Bouchez, T., Blieux, A. L., Dequiedt, S., Domaizon, I., Dufresne, A., Ferreira, S., Godon, J. J., Hellal, J., Joulian, C., Quaiser, A., Martin-Laurent, F., Mauffret, A., Monier, J. M., Peyret, P., Schmitt-Koplin, P., Sibourg, O., D’oiron, E., Bispo, A., Deportes, I., Grand, C., Cuny, P., Maron, P. A., Ranjard, L.
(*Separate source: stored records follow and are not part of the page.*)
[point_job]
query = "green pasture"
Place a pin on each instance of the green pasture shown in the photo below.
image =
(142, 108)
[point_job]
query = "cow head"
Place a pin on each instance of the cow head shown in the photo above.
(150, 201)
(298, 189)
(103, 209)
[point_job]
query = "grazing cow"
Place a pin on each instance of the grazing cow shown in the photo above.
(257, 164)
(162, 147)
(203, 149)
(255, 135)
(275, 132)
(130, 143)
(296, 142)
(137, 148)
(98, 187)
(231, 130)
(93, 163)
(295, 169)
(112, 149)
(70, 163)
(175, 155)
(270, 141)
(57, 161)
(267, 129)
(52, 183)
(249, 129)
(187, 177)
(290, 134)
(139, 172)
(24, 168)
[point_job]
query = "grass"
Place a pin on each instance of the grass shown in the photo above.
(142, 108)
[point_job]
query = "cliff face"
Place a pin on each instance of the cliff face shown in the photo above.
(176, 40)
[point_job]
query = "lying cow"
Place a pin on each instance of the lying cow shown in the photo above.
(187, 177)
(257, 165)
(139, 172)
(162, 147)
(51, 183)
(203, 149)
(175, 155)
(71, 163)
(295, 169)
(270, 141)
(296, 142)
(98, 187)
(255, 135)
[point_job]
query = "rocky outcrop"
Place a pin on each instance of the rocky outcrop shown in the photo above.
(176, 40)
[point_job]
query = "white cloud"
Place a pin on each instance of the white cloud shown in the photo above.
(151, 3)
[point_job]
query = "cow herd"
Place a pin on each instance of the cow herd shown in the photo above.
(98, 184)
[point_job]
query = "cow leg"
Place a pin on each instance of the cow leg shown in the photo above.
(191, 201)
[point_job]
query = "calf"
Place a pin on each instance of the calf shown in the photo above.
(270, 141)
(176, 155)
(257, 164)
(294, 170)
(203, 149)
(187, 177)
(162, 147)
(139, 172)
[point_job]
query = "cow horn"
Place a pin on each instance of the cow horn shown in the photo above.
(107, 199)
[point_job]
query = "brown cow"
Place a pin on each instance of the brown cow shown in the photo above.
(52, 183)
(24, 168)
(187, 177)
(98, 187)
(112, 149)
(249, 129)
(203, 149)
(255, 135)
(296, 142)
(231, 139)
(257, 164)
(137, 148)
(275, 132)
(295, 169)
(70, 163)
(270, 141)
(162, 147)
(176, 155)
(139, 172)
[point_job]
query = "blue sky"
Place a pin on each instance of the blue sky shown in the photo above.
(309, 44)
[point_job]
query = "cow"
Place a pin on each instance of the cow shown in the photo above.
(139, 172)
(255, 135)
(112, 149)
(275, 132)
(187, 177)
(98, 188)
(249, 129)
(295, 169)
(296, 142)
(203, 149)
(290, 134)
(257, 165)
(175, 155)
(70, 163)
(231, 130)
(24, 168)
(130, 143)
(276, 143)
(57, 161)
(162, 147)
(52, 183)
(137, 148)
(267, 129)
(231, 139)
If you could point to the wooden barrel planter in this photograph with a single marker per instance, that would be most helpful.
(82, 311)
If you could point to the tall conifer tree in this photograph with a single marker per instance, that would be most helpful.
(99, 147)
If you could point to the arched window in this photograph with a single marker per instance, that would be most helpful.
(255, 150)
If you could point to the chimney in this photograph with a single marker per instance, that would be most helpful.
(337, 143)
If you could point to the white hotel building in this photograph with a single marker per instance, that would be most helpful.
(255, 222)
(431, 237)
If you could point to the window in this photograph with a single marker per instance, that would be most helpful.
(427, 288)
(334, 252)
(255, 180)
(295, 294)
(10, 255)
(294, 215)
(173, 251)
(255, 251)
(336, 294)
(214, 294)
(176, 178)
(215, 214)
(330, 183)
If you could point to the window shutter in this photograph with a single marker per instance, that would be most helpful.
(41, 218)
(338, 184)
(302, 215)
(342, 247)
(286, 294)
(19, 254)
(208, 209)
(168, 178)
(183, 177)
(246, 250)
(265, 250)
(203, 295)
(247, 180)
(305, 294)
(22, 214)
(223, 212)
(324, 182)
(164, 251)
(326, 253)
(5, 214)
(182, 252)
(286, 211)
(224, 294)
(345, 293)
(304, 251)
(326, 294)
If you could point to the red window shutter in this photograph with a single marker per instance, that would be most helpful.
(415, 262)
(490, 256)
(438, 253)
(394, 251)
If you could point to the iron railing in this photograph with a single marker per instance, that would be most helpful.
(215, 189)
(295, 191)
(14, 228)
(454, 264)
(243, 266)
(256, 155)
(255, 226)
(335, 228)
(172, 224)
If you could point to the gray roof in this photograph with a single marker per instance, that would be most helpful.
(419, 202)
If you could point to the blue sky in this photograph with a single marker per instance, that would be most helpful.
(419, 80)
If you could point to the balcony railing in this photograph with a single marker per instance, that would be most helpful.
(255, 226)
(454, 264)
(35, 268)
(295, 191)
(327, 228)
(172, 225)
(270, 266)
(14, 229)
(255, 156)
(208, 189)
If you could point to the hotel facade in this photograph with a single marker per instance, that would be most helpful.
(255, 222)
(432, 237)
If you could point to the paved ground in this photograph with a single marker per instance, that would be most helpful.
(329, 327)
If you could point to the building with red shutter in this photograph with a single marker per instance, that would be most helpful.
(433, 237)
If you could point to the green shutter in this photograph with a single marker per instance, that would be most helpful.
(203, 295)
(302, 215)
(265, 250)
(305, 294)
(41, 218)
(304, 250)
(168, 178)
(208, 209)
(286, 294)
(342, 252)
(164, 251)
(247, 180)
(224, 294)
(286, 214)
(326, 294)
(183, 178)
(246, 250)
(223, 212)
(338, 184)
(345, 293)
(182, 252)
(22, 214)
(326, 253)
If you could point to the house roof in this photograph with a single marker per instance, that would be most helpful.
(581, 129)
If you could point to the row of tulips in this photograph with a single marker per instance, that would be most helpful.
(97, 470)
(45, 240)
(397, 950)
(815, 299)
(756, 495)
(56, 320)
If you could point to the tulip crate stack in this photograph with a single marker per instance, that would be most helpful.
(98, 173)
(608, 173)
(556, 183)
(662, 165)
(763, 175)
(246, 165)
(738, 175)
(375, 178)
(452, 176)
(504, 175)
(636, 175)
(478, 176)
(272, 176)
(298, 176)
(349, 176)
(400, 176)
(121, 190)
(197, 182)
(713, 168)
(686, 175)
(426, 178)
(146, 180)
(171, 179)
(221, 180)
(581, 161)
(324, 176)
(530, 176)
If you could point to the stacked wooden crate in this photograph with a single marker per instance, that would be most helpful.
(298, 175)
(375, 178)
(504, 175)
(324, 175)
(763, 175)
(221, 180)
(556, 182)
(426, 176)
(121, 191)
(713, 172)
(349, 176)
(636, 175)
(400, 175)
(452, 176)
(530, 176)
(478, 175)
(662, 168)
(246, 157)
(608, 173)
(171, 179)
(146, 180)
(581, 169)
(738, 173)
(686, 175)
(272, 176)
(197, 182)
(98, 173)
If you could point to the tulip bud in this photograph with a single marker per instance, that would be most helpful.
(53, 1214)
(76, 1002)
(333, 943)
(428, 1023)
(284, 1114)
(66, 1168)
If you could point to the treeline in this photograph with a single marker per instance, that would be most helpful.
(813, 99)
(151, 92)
Environmental chemistry letters 2016 v.14 no.4 pp. 423-441
air, biogeochemical cycles, ecological footprint, genetic variation, genomics, humans, metabolomics, microbial communities, microorganisms, proteomics, soil, transcriptomics, wastes
To reduce the environmental footprint of human activities, the quality of environmental media such as water, soil and the atmosphere should be first assessed. Microorganisms are well suited for a such assessment because they respond fast to environmental changes, they have a huge taxonomic and genetic diversity, and they are actively involved in biogeochemical cycles. Here, we review microbiological methods that provide sensitive and robust indicators for environmental diagnosis. Methods include genomics, transcriptomics, proteomics and metabolomics to study the abundance, diversity, activity and functional potentials of indigenous microbial communities in various environmental matrices such as water, soil, air and waste. We describe the advancement, technical limits and sensitivity of each method. Examples of method application to farming, industrial and urban impact are presented. We rank the most advanced indicators according to their level of operability in the different environmental matrices based on a technology readiness level scale.